Claassen zegt dat ze moslim is, maar "wel nog gewoon Nederlands". Toch merkte ze al gauw dat ze door haar landgenoten niet langer zo gezien werd. "Ik liep een keer een winkel binnen en er stond een hele lange rij bij de kassa. Toen zei ik: 'Zo, het is druk zeg!' Vervolgens werd er heel boos 'rot op naar je eigen land! naar me geroepen'. Toen dacht ik: huh? In welk land had je me gehad willen hebben?"

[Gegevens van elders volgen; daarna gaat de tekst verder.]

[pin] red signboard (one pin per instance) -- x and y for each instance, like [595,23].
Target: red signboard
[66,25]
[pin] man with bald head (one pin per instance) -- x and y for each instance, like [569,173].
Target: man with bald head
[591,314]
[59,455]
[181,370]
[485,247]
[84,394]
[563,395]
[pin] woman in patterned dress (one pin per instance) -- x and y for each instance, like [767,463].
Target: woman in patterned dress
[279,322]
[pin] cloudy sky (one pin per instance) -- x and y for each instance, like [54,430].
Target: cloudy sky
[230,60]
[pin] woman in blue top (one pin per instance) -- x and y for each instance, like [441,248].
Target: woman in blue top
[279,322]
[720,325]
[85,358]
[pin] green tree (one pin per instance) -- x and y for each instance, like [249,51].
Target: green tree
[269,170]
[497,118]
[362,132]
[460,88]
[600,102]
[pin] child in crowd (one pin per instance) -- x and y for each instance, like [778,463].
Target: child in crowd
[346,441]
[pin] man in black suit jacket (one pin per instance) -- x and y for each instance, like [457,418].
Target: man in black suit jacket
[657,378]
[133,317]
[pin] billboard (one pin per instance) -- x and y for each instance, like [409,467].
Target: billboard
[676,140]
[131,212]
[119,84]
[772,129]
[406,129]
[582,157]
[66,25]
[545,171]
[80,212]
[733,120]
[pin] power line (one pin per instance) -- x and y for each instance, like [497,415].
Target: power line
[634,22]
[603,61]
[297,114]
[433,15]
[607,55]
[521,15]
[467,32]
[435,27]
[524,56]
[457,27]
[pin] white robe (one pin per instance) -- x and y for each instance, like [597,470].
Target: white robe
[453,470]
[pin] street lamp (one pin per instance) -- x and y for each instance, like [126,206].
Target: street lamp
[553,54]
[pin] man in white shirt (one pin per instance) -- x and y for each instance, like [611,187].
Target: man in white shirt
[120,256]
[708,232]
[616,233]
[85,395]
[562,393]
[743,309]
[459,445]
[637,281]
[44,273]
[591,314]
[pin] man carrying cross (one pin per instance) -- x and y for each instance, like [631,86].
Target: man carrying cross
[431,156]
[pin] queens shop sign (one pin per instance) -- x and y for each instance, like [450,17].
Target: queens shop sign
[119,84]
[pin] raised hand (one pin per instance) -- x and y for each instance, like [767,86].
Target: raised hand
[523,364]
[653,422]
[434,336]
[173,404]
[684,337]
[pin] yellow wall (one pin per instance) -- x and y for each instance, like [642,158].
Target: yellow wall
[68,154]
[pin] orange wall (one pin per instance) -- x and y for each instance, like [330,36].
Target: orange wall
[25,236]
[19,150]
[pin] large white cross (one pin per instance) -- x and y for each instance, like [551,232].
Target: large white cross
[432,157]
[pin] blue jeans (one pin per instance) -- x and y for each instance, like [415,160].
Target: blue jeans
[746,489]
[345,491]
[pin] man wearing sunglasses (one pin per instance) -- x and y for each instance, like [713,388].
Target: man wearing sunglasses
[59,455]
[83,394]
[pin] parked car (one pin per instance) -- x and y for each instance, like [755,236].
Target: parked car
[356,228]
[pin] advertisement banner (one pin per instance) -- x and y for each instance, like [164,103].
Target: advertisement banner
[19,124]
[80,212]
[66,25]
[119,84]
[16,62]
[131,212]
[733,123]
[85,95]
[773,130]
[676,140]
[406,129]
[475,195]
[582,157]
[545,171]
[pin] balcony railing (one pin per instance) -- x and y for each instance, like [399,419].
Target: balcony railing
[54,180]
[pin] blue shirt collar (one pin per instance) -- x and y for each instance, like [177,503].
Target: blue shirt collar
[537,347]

Ze heeft het gevoel dat in de afgelopen jaren de negativiteit ten opzichte van de islam is verergerd. "Als moslim word je neergezet als crimineel of als achterlijk. Dat is echt iets wat je merkt op straat en in de samenleving. Dat je je steeds meer moet verdedigen."
Niet origineel
Eikelboom mag per uitzondering aanwezig zijn bij een van de vrouwenavonden in de Rotterdamse moskee. Daar spreekt hij met verschillende moslima’s. Wanneer hij over hun hoofddoek begint, reageren ze geërgerd. "Ik vind je vragen niet zo origineel", zegt Saida Agourram. De vrouwen vertellen dat ze moe worden van de vele vragen over hun kledingkeuze of religieuze praktijken.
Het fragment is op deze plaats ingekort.